“Scrive S.Giovanni Crisostomo che quando il Signore dona ad alcuno la grazia di patire, gli fa maggior grazia che se gli donasse la potestà di risuscitare i morti; perché nel far miracoli l’uomo resta debitore a Dio, ma nel patire Dio si rende debitore all’uomo. “
Così dice S.Alfonso nel ricordare quanto è necessario che la vita di fede passi attraverso varie tappe della sofferenza, i cui gradini sono colmi di gioia per l’anima che sa riconoscere la Sua presenza.

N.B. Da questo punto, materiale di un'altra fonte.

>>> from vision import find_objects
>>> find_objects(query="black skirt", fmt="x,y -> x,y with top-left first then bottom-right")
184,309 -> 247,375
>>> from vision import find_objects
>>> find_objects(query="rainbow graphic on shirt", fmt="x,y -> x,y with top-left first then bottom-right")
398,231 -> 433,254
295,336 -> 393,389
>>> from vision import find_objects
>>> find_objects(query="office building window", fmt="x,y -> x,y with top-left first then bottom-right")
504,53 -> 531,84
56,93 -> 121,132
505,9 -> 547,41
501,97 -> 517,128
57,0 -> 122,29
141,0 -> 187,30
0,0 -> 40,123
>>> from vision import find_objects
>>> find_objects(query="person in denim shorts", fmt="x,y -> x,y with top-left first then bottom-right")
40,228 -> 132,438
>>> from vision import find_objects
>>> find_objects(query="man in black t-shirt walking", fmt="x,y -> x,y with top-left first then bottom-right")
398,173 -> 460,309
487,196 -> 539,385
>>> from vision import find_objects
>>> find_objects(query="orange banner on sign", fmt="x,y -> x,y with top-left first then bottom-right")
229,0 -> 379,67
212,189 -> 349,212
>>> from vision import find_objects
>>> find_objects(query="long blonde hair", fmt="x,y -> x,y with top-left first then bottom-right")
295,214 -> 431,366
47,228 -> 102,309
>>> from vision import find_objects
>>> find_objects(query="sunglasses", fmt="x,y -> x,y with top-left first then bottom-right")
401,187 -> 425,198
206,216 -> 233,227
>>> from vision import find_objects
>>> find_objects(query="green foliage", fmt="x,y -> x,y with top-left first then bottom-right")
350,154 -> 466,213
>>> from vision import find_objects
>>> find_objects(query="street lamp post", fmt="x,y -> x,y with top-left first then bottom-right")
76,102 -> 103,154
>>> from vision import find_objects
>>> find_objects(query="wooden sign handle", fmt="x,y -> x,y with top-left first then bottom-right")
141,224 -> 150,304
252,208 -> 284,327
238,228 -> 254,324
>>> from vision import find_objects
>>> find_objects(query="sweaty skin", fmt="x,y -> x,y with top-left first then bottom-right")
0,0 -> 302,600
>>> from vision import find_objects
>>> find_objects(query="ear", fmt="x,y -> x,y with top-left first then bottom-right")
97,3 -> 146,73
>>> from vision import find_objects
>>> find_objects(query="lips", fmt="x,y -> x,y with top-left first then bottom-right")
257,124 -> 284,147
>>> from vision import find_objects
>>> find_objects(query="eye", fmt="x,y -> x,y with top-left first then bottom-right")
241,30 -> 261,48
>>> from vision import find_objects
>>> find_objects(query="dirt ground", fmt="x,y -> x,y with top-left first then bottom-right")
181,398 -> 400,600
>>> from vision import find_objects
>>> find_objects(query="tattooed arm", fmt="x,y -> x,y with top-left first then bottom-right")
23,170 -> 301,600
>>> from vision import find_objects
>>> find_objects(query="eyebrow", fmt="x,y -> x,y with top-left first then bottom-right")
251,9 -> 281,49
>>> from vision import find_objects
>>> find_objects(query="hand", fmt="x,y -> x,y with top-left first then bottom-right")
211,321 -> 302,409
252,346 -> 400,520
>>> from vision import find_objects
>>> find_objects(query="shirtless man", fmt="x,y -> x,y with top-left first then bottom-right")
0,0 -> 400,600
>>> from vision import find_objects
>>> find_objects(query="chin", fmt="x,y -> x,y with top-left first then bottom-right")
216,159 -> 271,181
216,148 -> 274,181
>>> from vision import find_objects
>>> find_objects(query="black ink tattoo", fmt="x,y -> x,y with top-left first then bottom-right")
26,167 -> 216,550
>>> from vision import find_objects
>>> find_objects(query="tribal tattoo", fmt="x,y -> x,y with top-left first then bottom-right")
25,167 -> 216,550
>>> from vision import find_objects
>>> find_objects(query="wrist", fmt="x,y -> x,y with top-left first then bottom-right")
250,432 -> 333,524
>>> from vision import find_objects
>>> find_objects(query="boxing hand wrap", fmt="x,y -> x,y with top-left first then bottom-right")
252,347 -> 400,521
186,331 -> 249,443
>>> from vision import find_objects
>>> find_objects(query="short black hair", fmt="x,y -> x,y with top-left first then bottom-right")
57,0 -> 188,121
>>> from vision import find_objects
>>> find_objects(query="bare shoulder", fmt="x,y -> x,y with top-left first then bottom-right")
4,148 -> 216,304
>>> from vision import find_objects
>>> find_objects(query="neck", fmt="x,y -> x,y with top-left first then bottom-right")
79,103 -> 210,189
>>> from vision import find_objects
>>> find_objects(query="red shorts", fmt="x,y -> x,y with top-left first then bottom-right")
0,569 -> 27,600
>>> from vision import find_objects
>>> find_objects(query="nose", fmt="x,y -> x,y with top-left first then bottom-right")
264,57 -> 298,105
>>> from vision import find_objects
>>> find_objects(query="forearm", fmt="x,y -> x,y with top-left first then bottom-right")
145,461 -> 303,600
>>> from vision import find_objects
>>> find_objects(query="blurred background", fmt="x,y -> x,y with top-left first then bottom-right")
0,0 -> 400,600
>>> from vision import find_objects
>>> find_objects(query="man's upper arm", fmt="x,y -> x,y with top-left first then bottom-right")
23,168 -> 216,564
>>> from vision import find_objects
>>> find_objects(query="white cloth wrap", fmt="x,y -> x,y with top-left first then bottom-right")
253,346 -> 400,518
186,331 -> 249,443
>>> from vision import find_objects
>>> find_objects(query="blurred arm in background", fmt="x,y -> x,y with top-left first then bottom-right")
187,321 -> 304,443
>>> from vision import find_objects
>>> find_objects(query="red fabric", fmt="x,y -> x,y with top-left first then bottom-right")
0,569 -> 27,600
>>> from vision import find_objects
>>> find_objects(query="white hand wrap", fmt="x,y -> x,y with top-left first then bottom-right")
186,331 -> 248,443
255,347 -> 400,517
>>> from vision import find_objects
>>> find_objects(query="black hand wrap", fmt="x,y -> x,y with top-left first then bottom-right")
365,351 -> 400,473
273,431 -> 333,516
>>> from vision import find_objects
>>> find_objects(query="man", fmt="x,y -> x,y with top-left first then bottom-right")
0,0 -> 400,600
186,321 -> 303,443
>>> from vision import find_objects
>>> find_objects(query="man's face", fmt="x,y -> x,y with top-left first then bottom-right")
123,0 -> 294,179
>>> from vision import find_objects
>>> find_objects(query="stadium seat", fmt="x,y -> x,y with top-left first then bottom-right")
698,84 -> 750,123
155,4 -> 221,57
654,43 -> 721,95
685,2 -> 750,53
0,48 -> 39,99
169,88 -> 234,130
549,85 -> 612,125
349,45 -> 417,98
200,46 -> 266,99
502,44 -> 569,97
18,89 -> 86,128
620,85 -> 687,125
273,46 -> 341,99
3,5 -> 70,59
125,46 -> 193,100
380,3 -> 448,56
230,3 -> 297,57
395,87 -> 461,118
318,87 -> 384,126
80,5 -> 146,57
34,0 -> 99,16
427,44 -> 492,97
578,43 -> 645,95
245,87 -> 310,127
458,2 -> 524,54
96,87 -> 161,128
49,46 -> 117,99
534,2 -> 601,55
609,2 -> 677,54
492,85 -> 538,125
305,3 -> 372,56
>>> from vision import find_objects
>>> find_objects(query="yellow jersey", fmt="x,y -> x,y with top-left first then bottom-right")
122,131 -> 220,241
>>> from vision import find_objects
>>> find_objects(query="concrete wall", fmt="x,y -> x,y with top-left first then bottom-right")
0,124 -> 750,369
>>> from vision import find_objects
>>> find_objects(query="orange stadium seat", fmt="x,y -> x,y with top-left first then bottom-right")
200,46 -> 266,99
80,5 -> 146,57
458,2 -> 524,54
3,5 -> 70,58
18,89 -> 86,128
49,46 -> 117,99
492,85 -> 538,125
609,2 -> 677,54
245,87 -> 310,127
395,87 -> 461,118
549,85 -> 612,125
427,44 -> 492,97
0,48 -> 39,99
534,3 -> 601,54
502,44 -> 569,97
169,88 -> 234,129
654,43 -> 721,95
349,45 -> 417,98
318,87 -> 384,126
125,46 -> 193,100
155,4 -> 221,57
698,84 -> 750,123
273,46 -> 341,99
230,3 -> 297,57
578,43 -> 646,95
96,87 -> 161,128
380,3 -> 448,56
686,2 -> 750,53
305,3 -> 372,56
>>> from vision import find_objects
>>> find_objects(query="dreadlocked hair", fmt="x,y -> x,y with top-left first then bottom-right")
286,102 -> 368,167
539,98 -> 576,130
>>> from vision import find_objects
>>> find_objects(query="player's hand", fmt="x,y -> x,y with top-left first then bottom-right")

Poiché non siamo noi a salire verso di Lui, in virtù delle nostre forze, ma è Lui che ci attira dopo essersi abbassato, sollevandoci fino a Sé.
Soffri con gioia, anima mia, sanguina se necessario, affinché Lui sia più vicino, non c’è bene terreno che possa colmare la sua assenza!
Alleggerita, possa tu volare fino a Lui, come accadeva a S.Teresa, che santificata dalla sofferenza si alzava dieci centimetri e più da terra durante la preghiera.
Ancora dice il santo: “Apparve un giorno Gesù Cristo alla beata Battista Varano e le disse che tre sono i benefici maggiori che egli fa alle anime sue dilette: il primo di non peccare, il secondo, che è maggiore, di far opere buone, il terzo che è il massimo, di patire per il suo amore. Onde S.Teresa diceva che quando alcuno fa per Dio qualche bene, il Signore glielo rende con qualche travaglio.”
Ma nella pazienza e nella sopportazione noi troviamo la pace, quella vera, unica, divina e cominciamo a vivere come se fossimo già in Paradiso. Una sensazione di libertà dalle umane preoccupazioni, pregustando il Bene che sarà.
Siamo come le vergini che aspettano lo Sposo che torna: un’ attesa ricca di delizie, delicate anticipazioni, notizie gridate nel vento:
“Gli storpi camminano, ai poveri è annunciata la buona novella, Lui é qui, sta arrivando!”